Lisa Merriam

BP Brand: Disingenuous

bp-brand-logo-damaged-oil-spillThe oil spewing from the destroyed drilling-rig off the coast of Louisiana is devastating the environment; it also damages the BP brand.

No matter that the oil rig in question is actually owned and operated by Transocean, the world’s largest offshore drilling contractor. No matter that nine of the eleven victims are Transocean employees. The Obama administration today, followed by most of the media, have branded this disaster the “BP Oil Spill”.

Like Exxon before it, the BP brand is going to be tarred as an environmental demon. Frankly BP has been asking for it.

BP: A Disingenuous Brand

Oil is a dirty business, despite the very best efforts of everyone involved. It isn’t a matter of if, but when an oil company will cause environmental damage.
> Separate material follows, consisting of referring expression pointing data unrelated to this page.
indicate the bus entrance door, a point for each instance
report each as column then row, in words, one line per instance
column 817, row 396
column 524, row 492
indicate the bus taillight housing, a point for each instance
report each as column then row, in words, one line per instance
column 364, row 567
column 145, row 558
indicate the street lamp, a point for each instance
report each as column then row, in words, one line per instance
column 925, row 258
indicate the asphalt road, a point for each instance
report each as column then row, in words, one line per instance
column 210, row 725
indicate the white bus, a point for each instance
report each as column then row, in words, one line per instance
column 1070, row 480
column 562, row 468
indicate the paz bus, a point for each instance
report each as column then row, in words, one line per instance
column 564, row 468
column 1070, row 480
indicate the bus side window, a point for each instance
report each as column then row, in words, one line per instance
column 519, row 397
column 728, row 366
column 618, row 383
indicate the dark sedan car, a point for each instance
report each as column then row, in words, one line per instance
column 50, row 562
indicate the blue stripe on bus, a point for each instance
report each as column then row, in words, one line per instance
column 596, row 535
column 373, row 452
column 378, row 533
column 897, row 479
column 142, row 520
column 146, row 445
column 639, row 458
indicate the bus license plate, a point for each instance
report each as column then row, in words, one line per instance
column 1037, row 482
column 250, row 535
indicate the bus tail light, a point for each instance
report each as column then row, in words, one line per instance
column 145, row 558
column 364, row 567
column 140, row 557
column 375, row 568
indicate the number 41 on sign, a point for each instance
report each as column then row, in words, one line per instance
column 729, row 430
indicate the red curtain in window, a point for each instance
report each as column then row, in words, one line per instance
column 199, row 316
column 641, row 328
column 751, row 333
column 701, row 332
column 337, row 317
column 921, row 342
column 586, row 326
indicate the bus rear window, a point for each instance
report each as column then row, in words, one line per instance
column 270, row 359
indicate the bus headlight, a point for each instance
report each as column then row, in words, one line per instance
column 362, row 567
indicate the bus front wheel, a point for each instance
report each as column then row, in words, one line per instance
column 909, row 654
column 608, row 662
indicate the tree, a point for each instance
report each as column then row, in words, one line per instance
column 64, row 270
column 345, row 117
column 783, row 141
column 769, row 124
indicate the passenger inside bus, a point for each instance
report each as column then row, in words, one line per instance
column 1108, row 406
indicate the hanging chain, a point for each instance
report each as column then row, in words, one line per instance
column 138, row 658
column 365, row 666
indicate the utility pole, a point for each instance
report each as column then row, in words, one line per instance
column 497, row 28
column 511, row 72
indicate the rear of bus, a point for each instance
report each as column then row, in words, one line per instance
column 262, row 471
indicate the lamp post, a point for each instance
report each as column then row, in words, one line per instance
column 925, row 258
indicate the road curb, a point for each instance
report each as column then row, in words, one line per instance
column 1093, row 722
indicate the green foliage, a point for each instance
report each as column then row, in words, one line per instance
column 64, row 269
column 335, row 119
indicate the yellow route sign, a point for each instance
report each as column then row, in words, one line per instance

BP put itself in certain jeopardy when it positioned its brand around “energy that doesn’t damage the environment”. The green sun logo, the flower-like “helios” mark , was meant to redefine the company as “beyond” dirty old petroleum, embracing cool, smart clean energy. The fact remains that BP is a dirty old petroleum company, with all of the risks that dirty old petroleum companies face. BP loudly claiming environmental superiority was disingenuous from the start. It was only a matter of time before the truth came out to bite BP. No wonder consumers are so cynical. BP made a brand promise it could never keep. No amount of BP cool advertising about wind farms or solar panels can fix the brand now.

BP Progressive, Responsive and Innovative? NOT

One more thing: BP’s web site immodestly claims that it is “progressive, responsive and innovative”. Yet BP’s response to the oil spill has been nothing like that. They have been totally old school—talking heads and careful press releases vetted by lawyers. The company has a Twitter account, but—hard to believe here in 2010—had nothing to Tweet about on April 20th, the day of the disaster. It took seven days before the first robotic corporate Tweet appeared. That is not progressive, not responsive, and not innovative.